JUCATÙRE

I-Giocatori

Quattro amici, quattro anime perennemente in pena, quattro non vite a programmare e di continuo procrastinare una partita a carte che non giocheranno mai. Sono questi i “Jucatùre” portati in scena al Teatro Vittorio Emanuele di Messina da Enrico Ianniello, regista e traduttore dell’omonima commedia di Pau Mirò. Una lettura drammatizzata, come si confà a chi sceglie di affondare i piedi nel reale, e la felice trasposizione in un napoletano che brontola ironia. E vita. 

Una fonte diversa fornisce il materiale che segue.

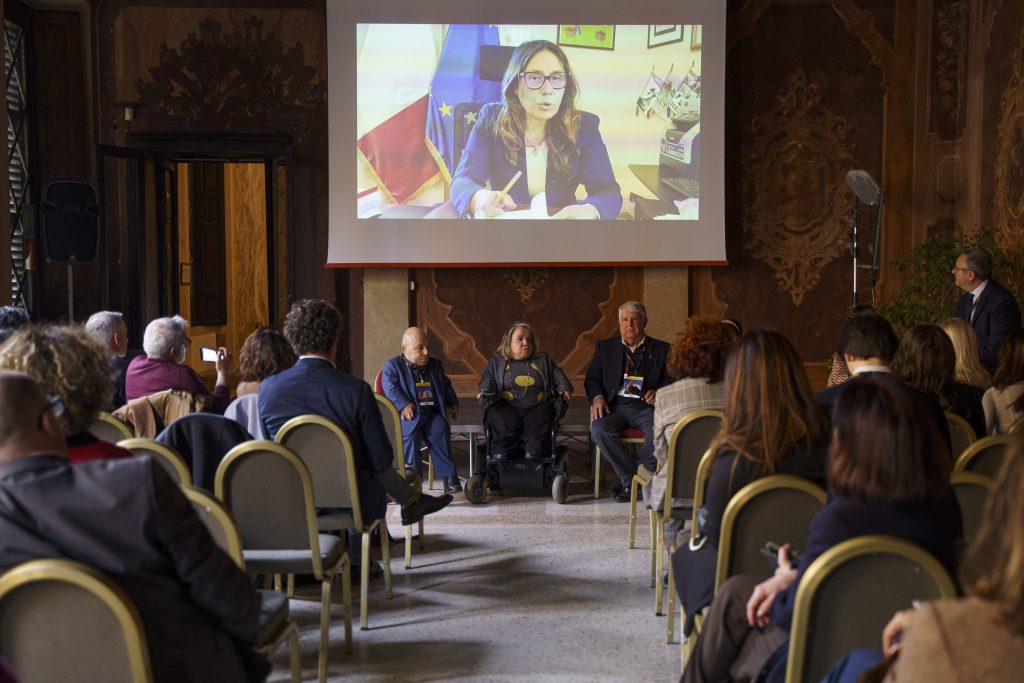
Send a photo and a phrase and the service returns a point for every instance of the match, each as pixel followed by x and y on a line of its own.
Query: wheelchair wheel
pixel 560 487
pixel 475 489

Personaggi che hanno smesso di cercare, che neppure provano a essere felici e che s’accontentano di quella compagnia utile ad ammazzare il tempo. Non si scorgono passati, i sogni non si rammentano. Attorno a un tavolo apparecchiato ci si concede, al massimo, qualche ricordo da buttare via, tanto fa male, e un buon numero di caffè.
La scatola nera di quattro esistenze contiene poco o nulla. E gli uomini risultano finanche rassegnati al vuoto che li accompagna. All’orizzonte una partita, impronosticabile come la reazione di un anziano professore che picchia lo studente, come la gelosia di un becchino nei confronti d’una prostituta, come l’amore della moglie del barbiere, come la parte all’attore che ha vuoti di memoria. Una partita che strappa entusiasmo a chi la programma e non osa consumarla, per non spezzare l’incanto. 

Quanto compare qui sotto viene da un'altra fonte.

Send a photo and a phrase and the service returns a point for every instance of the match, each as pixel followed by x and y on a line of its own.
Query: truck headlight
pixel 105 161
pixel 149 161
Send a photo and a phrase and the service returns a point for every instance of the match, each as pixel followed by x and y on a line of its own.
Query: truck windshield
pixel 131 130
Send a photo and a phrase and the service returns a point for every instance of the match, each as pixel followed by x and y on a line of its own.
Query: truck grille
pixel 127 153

Ché i quattro non hanno capito granché di questa vita, e letteralmente tirano a campare, ma sanno bene quanto costi quell’istante di vitalismo che consuma. E quanto assodato sia il vuoto poi, impresso nelle facce degli attori in scena come fosse reale. Camuffato dal contegno che ancora tiene e da quell’ironia che spinge la disperazione un metro più in là. 

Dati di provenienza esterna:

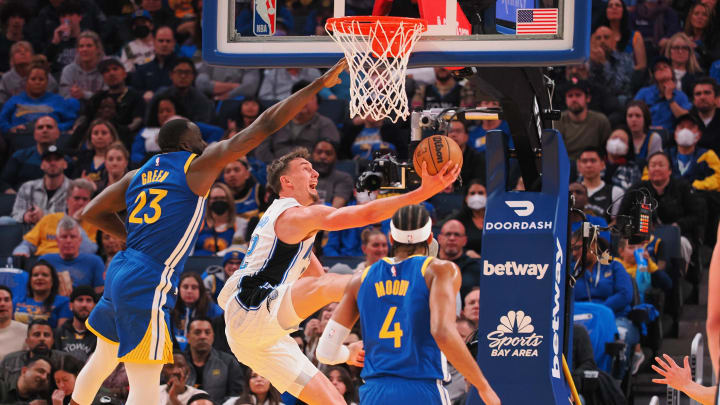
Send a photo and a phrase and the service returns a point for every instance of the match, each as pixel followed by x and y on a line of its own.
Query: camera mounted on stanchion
pixel 386 172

Uno scenario decadente, di finzione e rassegnazione, di dignità e scacco esistenziale. Una stanza che potrebbe ben essere quella di ciascuno di noi, assurdamente deputata al gioco cui l’esistenza condanna. Nessuna brezza di felicità all’orizzonte, solo il fallimento a condizionare le mosse di uomini senza più età, senza nome, senza soldi, senza amore. Intanto che il sottile equilibrio tra riso e disperazione regge magistralmente l’impalcatura raffazzonata del vivere.